April 24th 2016



Fr. Tony's Homily for Fourth Sunday of Easter (C) (VOCATIONS SUNDAY) 17th April 2016

When I was a little boy and used to go on holiday every summer with my mum and dad, we often visited some nearby stately home. And I remember being in awe at what there was to see - priceless paintings, exquisite furniture, wonderful carvings, the richness of it all. But I also remember thinking that it all seemed a little bit fake. Because it called itself a home, but it was like nothing of the sort. Back in our home there were newspapers and the TV Times lying around the place, there were clothes piled up on a chair in the corner waiting to be ironed, there was a hole in the arm of dad’s chair where he’d burnt it with a cig, and there were usually crumbs all over the carpet where I’d pigged out on crisps and biscuits and not cleaned up after myself. Our home was lived in, and a bit untidy at times because it was lived in - but this stately home was a bit too tidy, more like a museum than a home, just for show.

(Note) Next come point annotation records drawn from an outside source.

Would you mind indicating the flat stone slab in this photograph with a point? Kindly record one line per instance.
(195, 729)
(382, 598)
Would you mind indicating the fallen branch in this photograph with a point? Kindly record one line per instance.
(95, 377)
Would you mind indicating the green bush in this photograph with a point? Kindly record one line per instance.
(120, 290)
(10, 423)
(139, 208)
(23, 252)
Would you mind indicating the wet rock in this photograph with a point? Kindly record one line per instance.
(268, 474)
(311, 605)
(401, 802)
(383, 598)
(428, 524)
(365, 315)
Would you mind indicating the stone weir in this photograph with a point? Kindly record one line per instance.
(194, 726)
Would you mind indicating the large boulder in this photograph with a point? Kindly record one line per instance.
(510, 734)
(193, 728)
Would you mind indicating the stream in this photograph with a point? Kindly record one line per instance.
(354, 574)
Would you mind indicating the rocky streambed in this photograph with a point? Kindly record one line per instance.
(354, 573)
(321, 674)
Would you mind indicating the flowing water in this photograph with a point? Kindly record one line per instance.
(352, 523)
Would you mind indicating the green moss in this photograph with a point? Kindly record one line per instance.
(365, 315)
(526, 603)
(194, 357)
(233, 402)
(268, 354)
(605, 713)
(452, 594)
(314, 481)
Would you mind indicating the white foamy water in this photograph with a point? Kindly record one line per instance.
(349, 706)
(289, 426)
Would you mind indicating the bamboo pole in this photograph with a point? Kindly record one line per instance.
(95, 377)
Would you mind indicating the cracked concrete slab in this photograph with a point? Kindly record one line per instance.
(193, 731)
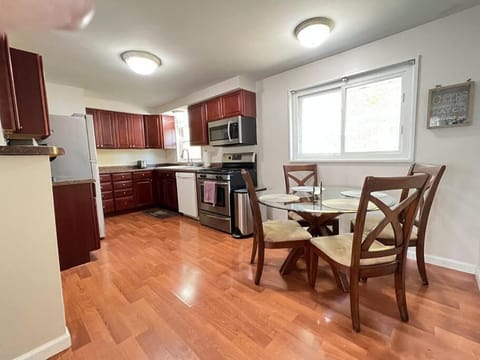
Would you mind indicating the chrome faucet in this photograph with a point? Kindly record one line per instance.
(189, 163)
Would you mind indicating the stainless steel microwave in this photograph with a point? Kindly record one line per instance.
(239, 130)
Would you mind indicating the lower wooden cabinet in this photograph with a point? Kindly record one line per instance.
(76, 223)
(143, 188)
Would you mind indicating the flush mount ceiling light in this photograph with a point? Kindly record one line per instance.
(141, 62)
(314, 31)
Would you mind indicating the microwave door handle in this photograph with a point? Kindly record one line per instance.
(228, 131)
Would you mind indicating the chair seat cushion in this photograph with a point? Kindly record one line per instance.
(339, 248)
(284, 230)
(387, 232)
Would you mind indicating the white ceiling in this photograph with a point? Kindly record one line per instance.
(205, 42)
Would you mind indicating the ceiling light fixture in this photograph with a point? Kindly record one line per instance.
(314, 31)
(141, 62)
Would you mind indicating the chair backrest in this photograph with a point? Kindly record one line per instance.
(300, 175)
(401, 216)
(257, 216)
(436, 172)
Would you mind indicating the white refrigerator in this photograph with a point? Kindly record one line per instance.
(77, 136)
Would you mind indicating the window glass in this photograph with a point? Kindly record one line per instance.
(367, 117)
(183, 139)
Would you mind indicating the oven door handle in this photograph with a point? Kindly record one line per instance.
(228, 131)
(216, 182)
(217, 217)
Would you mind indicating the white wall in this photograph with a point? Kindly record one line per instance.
(32, 320)
(65, 100)
(237, 82)
(449, 54)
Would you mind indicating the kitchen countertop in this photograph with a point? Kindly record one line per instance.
(65, 182)
(167, 167)
(26, 150)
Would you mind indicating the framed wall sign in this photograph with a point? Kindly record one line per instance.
(450, 105)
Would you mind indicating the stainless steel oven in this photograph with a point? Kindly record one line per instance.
(219, 213)
(239, 130)
(222, 193)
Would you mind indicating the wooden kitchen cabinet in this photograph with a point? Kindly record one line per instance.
(143, 188)
(121, 125)
(213, 109)
(241, 102)
(31, 98)
(8, 105)
(76, 223)
(104, 128)
(198, 124)
(237, 103)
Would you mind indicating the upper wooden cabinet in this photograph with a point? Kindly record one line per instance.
(198, 124)
(214, 109)
(241, 102)
(136, 132)
(160, 132)
(237, 103)
(8, 105)
(23, 99)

The same is true when we talk about sheep: We can have some story-book picture of fluffy balls of wool who are shampooed and sheered and deodorized. But, as only a sheep farmer knows, sheep are smelly and sometimes a bit dim, and they can wander off and get themselves into all sorts of dangerous situations.

When we hear Jesus speak about those who belong to him, those who are his flock, we need to get out of our minds any idea of that flock being like some tidy, stately mansion, good to look at but impossible to live in. Instead, think more along the lines of a farmyard, difficult to live in, with a smell that gets up your nose at times, but bursting with life in all its complexity and with all its messiness and with opportunities for safe pasture or for peril.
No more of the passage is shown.